The repo is ready to use for the follow languages: catalan, german , greek , english, spanish, french , italian, dutch, polish, portuguese, hungarian and russian.
We are working on i18n support and you can help us on it. You just need update or create the stop words list and a black listed URI pattern (a small regex for disambiguation pages) for your target language. You can follow a lot of examples at /i18n folder.
To create a new index you will require
- Linux;
- A good computer with enough memory (16 gb or more);
- Maven;
- Java 1.7;
- Create or mount a new folder in /mnt called dbpedia. It is our workspace
- Clone this repo locally inside /mnt/dbpedia;
- Download the latest dump of Wikipedia. You can use the command line
./lucene-quickstarter/scripts/download_wikipedia.sh LANGUAGE_CODE
E.g: ./lucene-quickstarter/scripts/download_wikipedia.sh en
for english
- Download the DBpedia dumps, just typing
./lucene-quickstarter/scripts/download_dbpedia.sh.sh VERSION LANGUAGE_CODE
E.g: ./lucene-quickstarter/scripts/download_dbpedia.sh 3.9 en
for english
Check if all files were successfully downloaded. From DBpedia, we must have all files (labels, disambiguations, redirects, short_abstracts, article_categories and instance_types). If some file is not available, ask for help in DBpedia mail list.
Finally
- Run the indexer script
.lucene-quickstarter/scripts/run_index.sh VERSION LANGUAGE_CODE
If you are here, seems that you have a new index ready for use.
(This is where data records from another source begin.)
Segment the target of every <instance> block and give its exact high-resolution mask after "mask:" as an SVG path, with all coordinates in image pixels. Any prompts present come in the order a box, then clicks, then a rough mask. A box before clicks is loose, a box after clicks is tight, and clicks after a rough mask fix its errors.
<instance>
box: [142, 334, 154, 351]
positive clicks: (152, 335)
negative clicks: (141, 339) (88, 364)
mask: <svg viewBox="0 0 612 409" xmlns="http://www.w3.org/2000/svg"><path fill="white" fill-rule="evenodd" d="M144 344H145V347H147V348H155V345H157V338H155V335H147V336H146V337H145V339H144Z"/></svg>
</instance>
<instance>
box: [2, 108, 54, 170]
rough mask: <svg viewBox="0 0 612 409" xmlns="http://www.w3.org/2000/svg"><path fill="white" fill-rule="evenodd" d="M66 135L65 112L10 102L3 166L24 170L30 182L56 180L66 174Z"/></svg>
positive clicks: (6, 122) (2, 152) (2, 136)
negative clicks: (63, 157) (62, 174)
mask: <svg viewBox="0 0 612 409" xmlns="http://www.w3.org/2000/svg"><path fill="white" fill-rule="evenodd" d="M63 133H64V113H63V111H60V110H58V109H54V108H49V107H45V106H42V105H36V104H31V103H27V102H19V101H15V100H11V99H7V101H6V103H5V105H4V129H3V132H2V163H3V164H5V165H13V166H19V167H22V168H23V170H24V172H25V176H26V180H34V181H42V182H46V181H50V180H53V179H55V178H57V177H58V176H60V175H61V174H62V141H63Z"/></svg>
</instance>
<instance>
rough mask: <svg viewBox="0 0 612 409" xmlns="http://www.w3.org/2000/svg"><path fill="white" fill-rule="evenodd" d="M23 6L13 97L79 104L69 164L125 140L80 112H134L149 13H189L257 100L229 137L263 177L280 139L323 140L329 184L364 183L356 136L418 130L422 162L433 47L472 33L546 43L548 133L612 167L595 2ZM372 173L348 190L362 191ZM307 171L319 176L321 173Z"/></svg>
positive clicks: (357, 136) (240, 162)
If not, tell us opening an issue.
-
3.9 - stable
-
4.0, 4.1 - working in progress
This image is officially supported on Docker version 1.9.1.
Please see the [Docker installation documentation] (https://docs.docker.com/installation/) for details on how to upgrade your Docker daemon.
This repo is an original work from Pablo Mender (@pablomendes), Max Jakob (@maxjakob), Joachim Daiber (@jodaiber) and DBpedia Spotlight community. I'm just trying to turn index building with Lucene more easy.